DLinq (Linq to SQL) Performance (Part 3)

 

I’d like to start with a little housekeeping. Some readers asked me how I made the nifty table in part 2 that showed the costs broken down by major area.

It was actually pretty easy to create that table using our profiler. I did 500 iterations of the test case in sampled mode and that gave me plenty of samples. I could see which callstacks ended in mscorjit.dll – even without symbols -- which I never bothered using -- that gave me a good idea how much jit time there was. I could see the data-fetching functions from the underlying provider being called -- the same ones that appear in the no-linq version of the code (GetInt32, GetString and so forth) so I knew what the costs of actually getting the data were. I could see the path that creates the expression tree for the query and I could see stub dispatch functions. So I added up the related ones, broke it into 5 categories and then showed one more line for the bits that didn’t fit into any of those categories. Then I scaled the numbers up so that the part of the benchmark I cared about was 100% (there was other junk in my hardness not relevant to the benchmark).  That’s it :)

One more gotcha though, when I talked to Matt about this we realized that I had reported the breakdown from an internal build that included one change he had made for me from the May 2006 CTP. The breakdown you would see if you did this experiment again, on a May 2006 CTP build, would have reflection costs instead of jitting costs.  I'll discuss that more when I go into the specific improvements we made which are coming soon...

But, meanwhile, let's move on to the real topic of Part 3…

Per Row Costs

In this area there were two things that I worried about.

Entity/Identity Managment

The data binding problem used to be at the top of my list but entity creation costs started to worry me more. This query is sort of an example of a troublesome one:

var q = from o in nw.Orders
select o;

Doing foreach over the above is much less efficient than the below, and the astonishment factor for that might be pretty high.

var q = from o in nw.Orders
select new {o.everything …};

In general all these “read a bunch of data” queries are likely to suffer significant overhead because of temporary allocations and the mid-to-long life of the entities being enumerated. In the first formulation, the objects have to be stored because they might be modified as you foreach over them (or later). In the second formulation no object management is required because you’re newing up a synthetic object not associated with a table.

But, there is a strong expectation that code is just a forward-only read operation with at most one temporary business object created per iteration. Especially if you don’t modify the objects in the foreach loop is read-only. That expectation also implies a nifty solution.

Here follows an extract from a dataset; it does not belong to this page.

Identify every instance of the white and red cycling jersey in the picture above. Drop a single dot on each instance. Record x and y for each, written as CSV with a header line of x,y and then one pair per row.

Since the Connection is a property of the context you could reasonably have multiple contexts associated with one connection. In particular a read-only context could be just the thing to avoid all this entity creation. Importantly the read-only context can be connected to the same Connection which means isolation concerns go away – it looks like one logical view of the database. This is important because otherwise a thread owning two DataContext objects could self-deadlock.

So I recommend creating some kind of read-only context to avoid the overhead of object management when it was not necessary.

Data Binding

The second item is overhead associated with extracting the data. In the then current implementation there were several virtual calls between the MoveNext/GetCurrent on the enumerator and the actual data field fetches.

However, if we do query compilation as described in the last installment we have the opportunity to significantly limit the dispatches – as low as one delegate call.

To do this we need to pre-build the necessary helper for getting and storing the fields so that there is effectively straight line code calling the underlying provider. Basically the same code you would have to write if you were doing the data access manually.

Pre-compiling it also means we don’t have to jit the helper every time the query runs – we have a place to store the compiled helper function that stores the data.

At this point we had a pretty good idea what kinds of actions to take to make things a whole lot better.